Credit: COG LOG LAB. / Foter / CC BY-NC-SA

Activist Aaron Swartz's suicide drew attention not just to the aggressive and intimidating tactics of the Department of Justice's attorneys and the flaws with America's anti-hacking laws, but also to the "open access" movement. This movement proposes that academic research (particularly academic research funded through tax dollars) be made publicly accessible and not locked behind paywalls or expensive journal subscriptions. I wrote about the movement last year. Swartz's arrest and prosecution was due to his efforts to download significant numbers of academic journal articles from MIT to release them publicly.
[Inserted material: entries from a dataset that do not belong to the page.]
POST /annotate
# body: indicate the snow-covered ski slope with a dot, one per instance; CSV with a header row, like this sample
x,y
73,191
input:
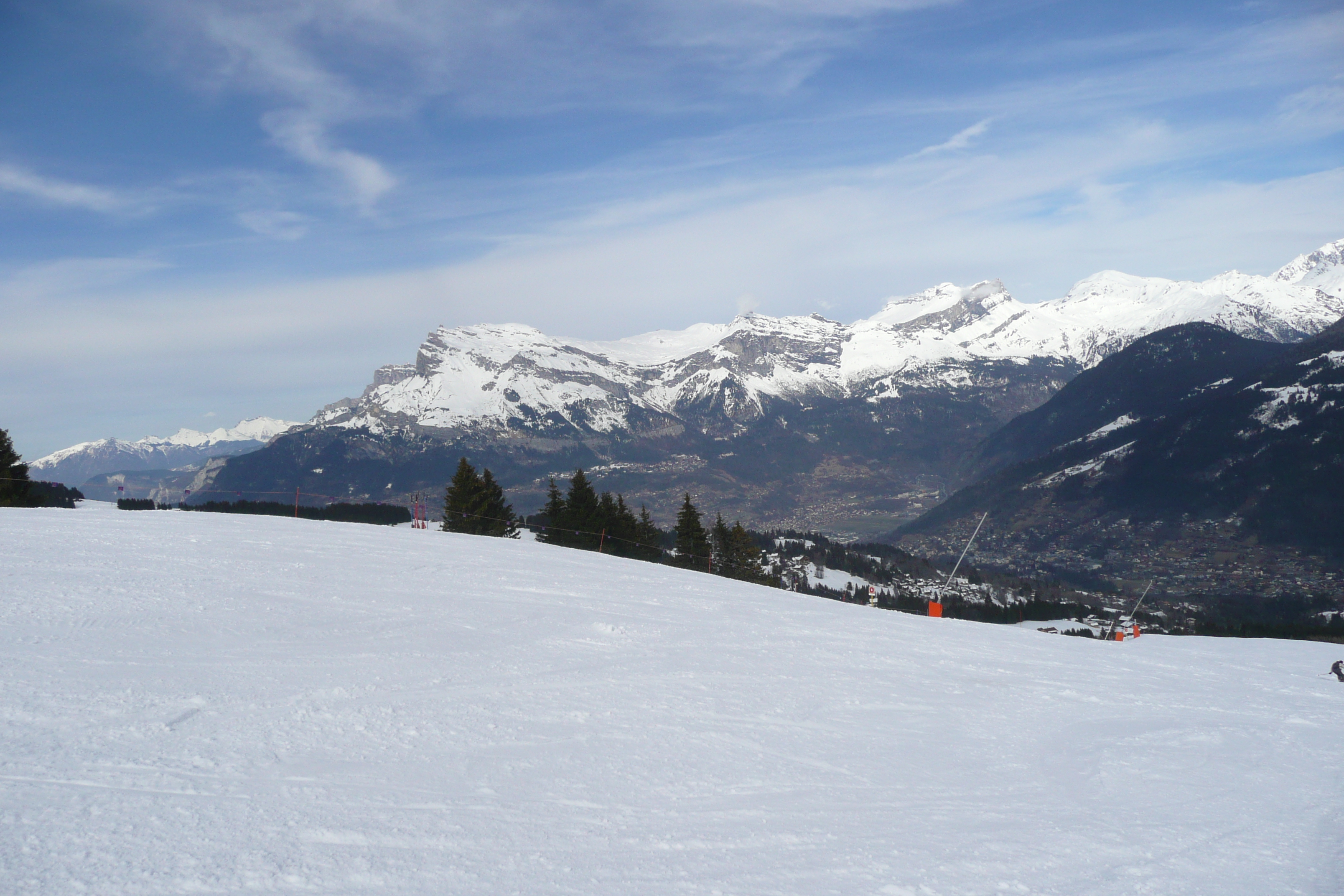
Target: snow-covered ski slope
x,y
209,703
Last Friday the University of California announced their entire system – all 10 campuses – will be opening up access moving forward:

The Academic Senate of the University of California has passed an Open Access Policy, ensuring that future research articles authored by faculty at all 10 campuses of UC will be made available to the public at no charge. "The Academic Council's adoption of this policy on July 24, 2013, came after a six-year process culminating in two years of formal review and revision," said Robert Powell, chair of the Academic Council. "Council's intent is to make these articles widely — and freely — available in order to advance research everywhere." Articles will be available to the public without charge via eScholarship (UC's open access repository) in tandem with their publication in scholarly journals. Open access benefits researchers, educational institutions, businesses, research funders and the public by accelerating the pace of research, discovery and innovation and contributing to the mission of advancing knowledge and encouraging new ideas and services.
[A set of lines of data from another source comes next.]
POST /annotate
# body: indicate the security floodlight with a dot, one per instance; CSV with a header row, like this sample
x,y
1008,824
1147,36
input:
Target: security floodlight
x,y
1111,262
The policy affects more than 8,000 faculty and their contributions to somewhere around 40,000 academic publications, according to the release. The FAQ for the policy explains that researchers will grant the University of California a license to publish their works freely. This is not a transfer of copyright, though. Furthermore, individual faculty members will have the ability to opt out of the system or set up an embargo requiring time to pass before their research becomes publicly available. This matters because the current system gives many journal publishers copyright control over the research. The publishers manage the process and arrange for peer review and, in exchange, profit off the subscriptions or selling access to the research. The embargo method is what the National Institute of Health requires for all research they help fund; the studies must become publicly available after one year. The Obama Administration announced in February it would like to expand this rule to any federal agency that spends more than $100 million a year in research in development. The embargo guidelines gives publishers time to recoup their costs and make a profit off the major institutions that demand immediate access, then open it up to everybody else.

UC's open access system will launch on Nov. 1.